Análise

Artigo: Multa de R$ 3,51 torna o voto obrigatório?

Em análise acurada, a obrigatoriedade do voto refere-se ao ato de comparecimento à urna no dia da eleição e não à escolha do candidato, que é livre

Correio Braziliense
postado em 02/10/2022 05:00
 (crédito:  Ed Alves/CB/D.A Press)
(crédito: Ed Alves/CB/D.A Press)

JULIANO COSTA COUTO - Advogado, mestre em direito constitucional, presidente da OAB/DF 2016/2018

O voto no Brasil sempre foi obrigatório, seguindo a tradição dos demais países da América Latina. Mas será mesmo que o voto no Brasil é obrigatório para os maiores de 18 anos e menores de 70 como prevê o art. 14 da CF/88? A obrigatoriedade do voto vem atrelada à ideia de dar legitimidade ao resultado das eleições, garantindo-se a maior participação possível do eleitorado. O sistema eleitoral brasileiro, que adota o segundo turno nas eleições para o Executivo, tem o claro intuito de garantir representatividade ao eleito.

Em análise acurada, a obrigatoriedade do voto refere-se ao ato de comparecimento à urna no dia da eleição e não à escolha do candidato, que é livre. O eleitor pode, inclusive, não votar, votando em branco ou nulo. A partir do raciocínio de que o voto é obrigatório, qual é a sanção para quem deixa de cumprir seu dever? Nos termos do art. 142 da Resolução 23.669/2021 do Tribunal Superior Eleitoral, o cidadão pode não comparecer à urna e, mesmo assim, não sofrer nenhum tipo de punição.
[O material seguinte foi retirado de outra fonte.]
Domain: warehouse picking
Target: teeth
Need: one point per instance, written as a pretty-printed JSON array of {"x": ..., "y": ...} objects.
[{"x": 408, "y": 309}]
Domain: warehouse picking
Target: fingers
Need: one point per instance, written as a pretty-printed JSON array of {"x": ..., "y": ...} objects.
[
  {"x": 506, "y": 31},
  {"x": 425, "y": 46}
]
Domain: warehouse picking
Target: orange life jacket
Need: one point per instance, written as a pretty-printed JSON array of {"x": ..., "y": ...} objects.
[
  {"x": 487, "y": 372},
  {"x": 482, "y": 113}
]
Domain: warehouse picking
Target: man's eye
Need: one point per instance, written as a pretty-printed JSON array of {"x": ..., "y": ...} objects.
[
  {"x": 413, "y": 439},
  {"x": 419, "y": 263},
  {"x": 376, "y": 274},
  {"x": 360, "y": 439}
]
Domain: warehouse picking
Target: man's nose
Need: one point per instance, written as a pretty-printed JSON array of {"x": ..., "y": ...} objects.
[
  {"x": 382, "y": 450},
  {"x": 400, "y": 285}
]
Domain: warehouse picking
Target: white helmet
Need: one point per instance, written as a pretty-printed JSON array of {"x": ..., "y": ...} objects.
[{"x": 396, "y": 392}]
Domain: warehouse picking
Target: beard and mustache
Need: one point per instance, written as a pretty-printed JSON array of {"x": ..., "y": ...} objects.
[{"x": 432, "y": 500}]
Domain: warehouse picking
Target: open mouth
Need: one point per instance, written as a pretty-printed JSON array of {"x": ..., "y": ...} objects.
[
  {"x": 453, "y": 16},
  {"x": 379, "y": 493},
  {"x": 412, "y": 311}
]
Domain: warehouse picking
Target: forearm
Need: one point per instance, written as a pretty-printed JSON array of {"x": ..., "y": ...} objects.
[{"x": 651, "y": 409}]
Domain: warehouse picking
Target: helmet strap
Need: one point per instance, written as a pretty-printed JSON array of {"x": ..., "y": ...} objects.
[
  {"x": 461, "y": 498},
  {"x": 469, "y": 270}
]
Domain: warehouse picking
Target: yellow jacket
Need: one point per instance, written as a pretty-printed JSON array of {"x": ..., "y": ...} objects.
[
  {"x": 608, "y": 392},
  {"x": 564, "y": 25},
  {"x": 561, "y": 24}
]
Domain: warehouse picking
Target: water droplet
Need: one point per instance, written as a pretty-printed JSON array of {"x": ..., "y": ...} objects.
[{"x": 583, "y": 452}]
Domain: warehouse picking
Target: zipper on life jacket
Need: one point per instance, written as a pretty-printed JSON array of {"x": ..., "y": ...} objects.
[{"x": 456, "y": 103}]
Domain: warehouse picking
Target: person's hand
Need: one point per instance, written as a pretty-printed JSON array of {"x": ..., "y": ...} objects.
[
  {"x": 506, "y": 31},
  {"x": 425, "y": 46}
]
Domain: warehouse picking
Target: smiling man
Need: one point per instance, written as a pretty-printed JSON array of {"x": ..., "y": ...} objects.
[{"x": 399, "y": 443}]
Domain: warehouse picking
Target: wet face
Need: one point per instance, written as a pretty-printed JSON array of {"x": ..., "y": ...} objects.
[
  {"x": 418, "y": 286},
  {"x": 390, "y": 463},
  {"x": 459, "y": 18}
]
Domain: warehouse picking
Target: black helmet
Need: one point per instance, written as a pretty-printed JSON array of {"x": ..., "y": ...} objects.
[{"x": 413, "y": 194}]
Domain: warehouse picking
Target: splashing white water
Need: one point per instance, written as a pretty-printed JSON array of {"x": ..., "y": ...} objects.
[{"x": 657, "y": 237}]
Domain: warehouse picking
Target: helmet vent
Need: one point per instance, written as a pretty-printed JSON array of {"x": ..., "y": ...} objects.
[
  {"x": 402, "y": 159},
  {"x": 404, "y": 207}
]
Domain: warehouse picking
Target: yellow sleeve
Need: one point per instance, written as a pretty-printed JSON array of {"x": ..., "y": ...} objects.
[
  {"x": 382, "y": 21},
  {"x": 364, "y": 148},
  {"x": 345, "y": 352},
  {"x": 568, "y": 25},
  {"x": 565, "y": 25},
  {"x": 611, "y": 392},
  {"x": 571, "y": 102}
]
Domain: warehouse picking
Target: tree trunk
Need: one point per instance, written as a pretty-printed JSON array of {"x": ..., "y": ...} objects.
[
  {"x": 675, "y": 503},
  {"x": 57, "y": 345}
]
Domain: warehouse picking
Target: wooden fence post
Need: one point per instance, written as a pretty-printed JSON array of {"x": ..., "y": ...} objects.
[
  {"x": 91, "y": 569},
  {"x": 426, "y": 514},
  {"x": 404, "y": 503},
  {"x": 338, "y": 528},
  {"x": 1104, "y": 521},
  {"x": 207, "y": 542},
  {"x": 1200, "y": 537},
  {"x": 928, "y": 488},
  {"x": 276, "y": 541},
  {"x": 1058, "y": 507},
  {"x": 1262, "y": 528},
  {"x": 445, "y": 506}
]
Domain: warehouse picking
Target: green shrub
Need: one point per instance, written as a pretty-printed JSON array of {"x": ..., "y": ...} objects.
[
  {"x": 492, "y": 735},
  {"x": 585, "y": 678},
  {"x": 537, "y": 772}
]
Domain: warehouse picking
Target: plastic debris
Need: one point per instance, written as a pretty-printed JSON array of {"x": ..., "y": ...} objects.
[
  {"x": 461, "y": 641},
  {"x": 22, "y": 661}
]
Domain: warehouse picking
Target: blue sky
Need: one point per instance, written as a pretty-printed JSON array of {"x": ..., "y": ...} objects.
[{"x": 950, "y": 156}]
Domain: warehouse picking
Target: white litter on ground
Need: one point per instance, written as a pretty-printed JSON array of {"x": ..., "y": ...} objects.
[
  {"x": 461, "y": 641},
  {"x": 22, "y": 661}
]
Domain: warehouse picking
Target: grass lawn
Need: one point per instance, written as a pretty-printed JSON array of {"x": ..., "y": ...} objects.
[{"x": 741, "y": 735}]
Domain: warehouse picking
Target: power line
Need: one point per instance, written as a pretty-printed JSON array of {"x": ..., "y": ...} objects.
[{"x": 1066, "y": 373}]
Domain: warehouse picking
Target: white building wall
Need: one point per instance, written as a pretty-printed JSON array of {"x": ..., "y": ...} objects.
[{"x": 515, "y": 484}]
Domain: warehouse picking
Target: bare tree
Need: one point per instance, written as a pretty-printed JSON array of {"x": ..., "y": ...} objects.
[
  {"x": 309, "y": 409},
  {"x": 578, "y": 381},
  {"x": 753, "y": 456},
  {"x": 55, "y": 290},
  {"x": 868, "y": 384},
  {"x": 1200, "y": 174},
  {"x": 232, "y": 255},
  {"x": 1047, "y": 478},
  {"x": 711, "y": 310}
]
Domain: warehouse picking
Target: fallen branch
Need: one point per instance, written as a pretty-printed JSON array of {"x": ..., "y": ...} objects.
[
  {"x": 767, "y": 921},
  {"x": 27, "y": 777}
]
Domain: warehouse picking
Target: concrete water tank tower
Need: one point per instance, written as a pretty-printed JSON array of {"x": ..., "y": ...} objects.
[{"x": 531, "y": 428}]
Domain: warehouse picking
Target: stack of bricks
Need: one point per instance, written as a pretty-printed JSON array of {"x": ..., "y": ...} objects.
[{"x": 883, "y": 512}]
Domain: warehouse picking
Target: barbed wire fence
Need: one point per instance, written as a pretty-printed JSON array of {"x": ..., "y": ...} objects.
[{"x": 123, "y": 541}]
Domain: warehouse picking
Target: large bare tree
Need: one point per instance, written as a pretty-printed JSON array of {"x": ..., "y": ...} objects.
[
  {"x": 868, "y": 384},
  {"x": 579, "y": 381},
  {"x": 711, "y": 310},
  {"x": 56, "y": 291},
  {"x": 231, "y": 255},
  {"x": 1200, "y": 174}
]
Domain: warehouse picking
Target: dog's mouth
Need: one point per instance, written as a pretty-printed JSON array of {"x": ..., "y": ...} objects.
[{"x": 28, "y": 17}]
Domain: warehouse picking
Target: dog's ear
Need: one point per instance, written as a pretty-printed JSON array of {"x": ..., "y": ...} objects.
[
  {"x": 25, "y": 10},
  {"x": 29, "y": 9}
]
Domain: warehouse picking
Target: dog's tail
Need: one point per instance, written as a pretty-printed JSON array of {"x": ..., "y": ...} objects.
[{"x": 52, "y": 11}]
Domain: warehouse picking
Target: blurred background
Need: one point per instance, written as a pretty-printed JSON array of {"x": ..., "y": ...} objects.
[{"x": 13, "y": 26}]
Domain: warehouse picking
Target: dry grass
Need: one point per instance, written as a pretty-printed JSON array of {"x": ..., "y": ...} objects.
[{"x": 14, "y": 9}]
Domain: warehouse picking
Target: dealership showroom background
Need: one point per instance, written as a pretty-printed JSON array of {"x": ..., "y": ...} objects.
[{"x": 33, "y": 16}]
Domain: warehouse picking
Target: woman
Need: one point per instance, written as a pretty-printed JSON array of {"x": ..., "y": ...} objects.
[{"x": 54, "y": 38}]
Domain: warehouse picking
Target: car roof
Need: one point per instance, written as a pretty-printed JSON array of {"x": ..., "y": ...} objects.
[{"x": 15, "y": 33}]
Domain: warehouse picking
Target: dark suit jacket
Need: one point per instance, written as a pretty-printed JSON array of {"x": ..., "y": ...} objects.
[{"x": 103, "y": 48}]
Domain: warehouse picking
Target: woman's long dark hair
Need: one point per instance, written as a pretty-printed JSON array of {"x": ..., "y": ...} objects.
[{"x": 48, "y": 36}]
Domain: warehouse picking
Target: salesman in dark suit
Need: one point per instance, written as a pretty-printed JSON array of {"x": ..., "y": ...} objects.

Basta que o eleitor justifique seu voto no dia da eleição, até mesmo por meio de aplicativo e-título, ou em até 60 dias após sua realização.

Diante disso, vemos que o aspecto da obrigatoriedade do voto fica combalido, visto que o cidadão pode adotar conduta contrária ao anseio da norma e, caso justifique sua ausência, não sofrerá nenhum tipo de penalidade. Caso o cidadão não vote no dia das eleições e não proceda com a justificativa, as penalidades previstas na norma são as proibições de: ter acesso a cargo ou função pública; receber vencimentos de função ou emprego público; participar de concorrência pública; obter empréstimos nas autarquias, sociedades de economia mista; tirar passaporte ou carteira de identidade; renovar matrícula em estabelecimento de ensino oficial ou fiscalizado pelo governo.

As penalidades previstas, quando analisadas friamente, só alcançam com mais eficácia os servidores públicos, pelo fato de poder ensejar a suspensão do pagamento de seus vencimentos e não são capazes de afetar a grande maioria dos eleitores, mais ainda os de baixa renda. O direito nos ensina que as penalidades impostas pelo não cumprimento é o que torna uma conduta obrigatória. Caso o eleitor que não tenha votado nem justificado sua ausência queira se afastar das punições anteriormente previstas, basta que acesse o site do TSE ou compareça ao juízo eleitoral e solicite sua quitação eleitoral, que será expedida mediante o pagamento de multa que, hoje, varia entre R$ 1,05 e R$ 3,51, valores absolutamente incapazes de gerar qualquer tipo de compulsoriedade na conduta de ir votar.

Não obstante isso, e até mesmo por lealdade intelectual, é fato que, na cabeça dos cidadãos, o voto é obrigatório. Tal consequência é resultado da tradição brasileira, em que tal instituto sempre foi tratado como obrigatório pelas Constituições. O ponto que aqui se desejou defender foi o de que, com penalidade financeira ínfima e simbólica, temos que a sanção advinda do não exercício do dever de voto é irrisória e, também por conta disso, retira a verdadeira obrigatoriedade da conduta.

As abstenções vêm aumentando desde as eleições de 1989, quando foi de 11,9% e 14,4% no primeiro e segundo turno, respectivamente. Nas eleições de 2020, a abstenção foi de 23,15%. Tais dados demonstram que o povo talvez esteja desenvolvendo a ciência de que o dever de votar não é tão obrigatório assim, não tendo maiores problemas em caso de não comparecimento às urnas, como vem ocorrendo cada vez mais com mais contundência.

Ao final, obrigatório ou não, é importante que registremos que o mais importante é assegurar ao sistema eleitoral a verdadeira autenticidade do voto, de forma que o cidadão forme sua convicção de forma livre e consciente, sem influência das tão presentes fake news ou qualquer tipo de pressão ou manipulação. Poder exercer o direito-dever de sufrágio com plena liberdade, agindo como um governante absoluto de seu voto e dando sua contribuição para a democracia brasileira é ato cívico ou, caso não queira comparecer à urna nem justificar a ausência, se submeta à "dolorosa" multa de R$ 3,51, o que transforma o voto quase em facultativo.